Though I’ve written smartphone apps to Argentina and Chile, I missed the opportunity to do separate apps on Buenos Aires and Santiago. Though my own apps contain substantial material on both capital cities, other authors managed to take on the task before I could, and I recently had a chance to test out Gabriel O’Rorke’s Santiago City Guide.
Having met Gabriel briefly last year, I can say that she’s a cheerful and personable Scot whose name is misleadingly masculine and Irish (among Chileans, she goes by “Gabriela”). Because she’s a year-round Santiago resident, she has the advantage of frequenting spots that I see only occasionally (though I visit the city every year and once wrote a guidebook to it for a publisher best unnamed here, I rarely spend more than a couple weeks at a time now).
Like other similar apps, including my own, the Santiago City Guide approaches the destination via several sortable categories: neighborhoods, overviews, activities, architecture, art and culture, bars and drinks, cafés, daytrips, family-friendly, food, hidden gems, hotels and hostels, indulgences, music and dance, outdoors, and shopping, plus a few others.

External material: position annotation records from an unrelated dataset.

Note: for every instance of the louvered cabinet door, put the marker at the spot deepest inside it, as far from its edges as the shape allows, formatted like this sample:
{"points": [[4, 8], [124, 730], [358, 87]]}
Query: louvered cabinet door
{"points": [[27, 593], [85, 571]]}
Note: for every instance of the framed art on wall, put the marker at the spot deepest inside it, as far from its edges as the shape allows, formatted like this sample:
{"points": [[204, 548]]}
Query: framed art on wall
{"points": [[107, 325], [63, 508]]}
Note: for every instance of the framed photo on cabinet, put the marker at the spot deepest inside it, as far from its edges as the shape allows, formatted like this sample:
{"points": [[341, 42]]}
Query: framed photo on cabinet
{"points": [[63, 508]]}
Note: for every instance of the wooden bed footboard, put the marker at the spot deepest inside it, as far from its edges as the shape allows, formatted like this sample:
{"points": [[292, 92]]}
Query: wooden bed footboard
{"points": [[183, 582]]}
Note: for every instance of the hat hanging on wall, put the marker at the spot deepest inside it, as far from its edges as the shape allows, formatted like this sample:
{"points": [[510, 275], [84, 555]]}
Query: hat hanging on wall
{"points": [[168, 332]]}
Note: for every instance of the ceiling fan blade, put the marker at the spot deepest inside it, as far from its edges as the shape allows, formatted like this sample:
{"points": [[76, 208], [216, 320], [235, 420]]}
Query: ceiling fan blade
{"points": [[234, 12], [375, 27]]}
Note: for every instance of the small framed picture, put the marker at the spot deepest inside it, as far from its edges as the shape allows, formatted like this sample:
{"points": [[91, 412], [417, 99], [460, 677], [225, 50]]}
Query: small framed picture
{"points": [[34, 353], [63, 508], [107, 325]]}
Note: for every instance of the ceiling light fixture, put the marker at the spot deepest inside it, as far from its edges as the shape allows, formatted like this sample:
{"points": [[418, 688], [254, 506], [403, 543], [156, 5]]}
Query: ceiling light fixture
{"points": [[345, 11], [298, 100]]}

That said, I find the organization a little confusing, with overlapping areas that, to me at least, make it a little awkward to find what I already know is there. For instance, the app lists a large number of sights for Santiago’s downtown (Centro) under the “Everything” heading, but doesn’t give an overview, though it does provide detailed information on smaller neighborhoods such as Barrio Yungay that lie within Santiago Centro (which, in fact, is an independent municipality). At the same time, it doesn’t provide comparable details on the adjacent Barrio Brasil, which has a greater density of sights and services (some of which do appear in the app), while identifying wealthy Las Condes as a “barrio” when it’s a separate municipality within Gran Santiago (Greater Santiago).
None of this reduces the quality of the coverage, but it did cost me more time to find the items I was seeking. When I did locate descriptions of well-known restaurants such as the Peruvian classic Astrid y Gastón and the inconspicuous sandwich shop Fuente Mardoqueo, I think it might take others longer to do. That said, once you know it’s on the app, the map function makes it easy to locate geographically; the descriptions are brief but useful, with a relatively small number of Instagrammatic photos. The app would also benefit from a systematic summary of public transportation, including the exemplary Metro and the Transantiago bus system.
It’s worth emphasizing that, while I’ve pointed some things that bother me a little, they’re easily remedied and frequent updates become available at no additional cost. It’s also interesting to see another writer’s perspective that includes some items that simply would not occur to me – most notably an organic hair salon and a Pilates studio. It’s worth adding that the app (like my own) is also available in an Android version and that, at just US$2.99, the price is certainly right.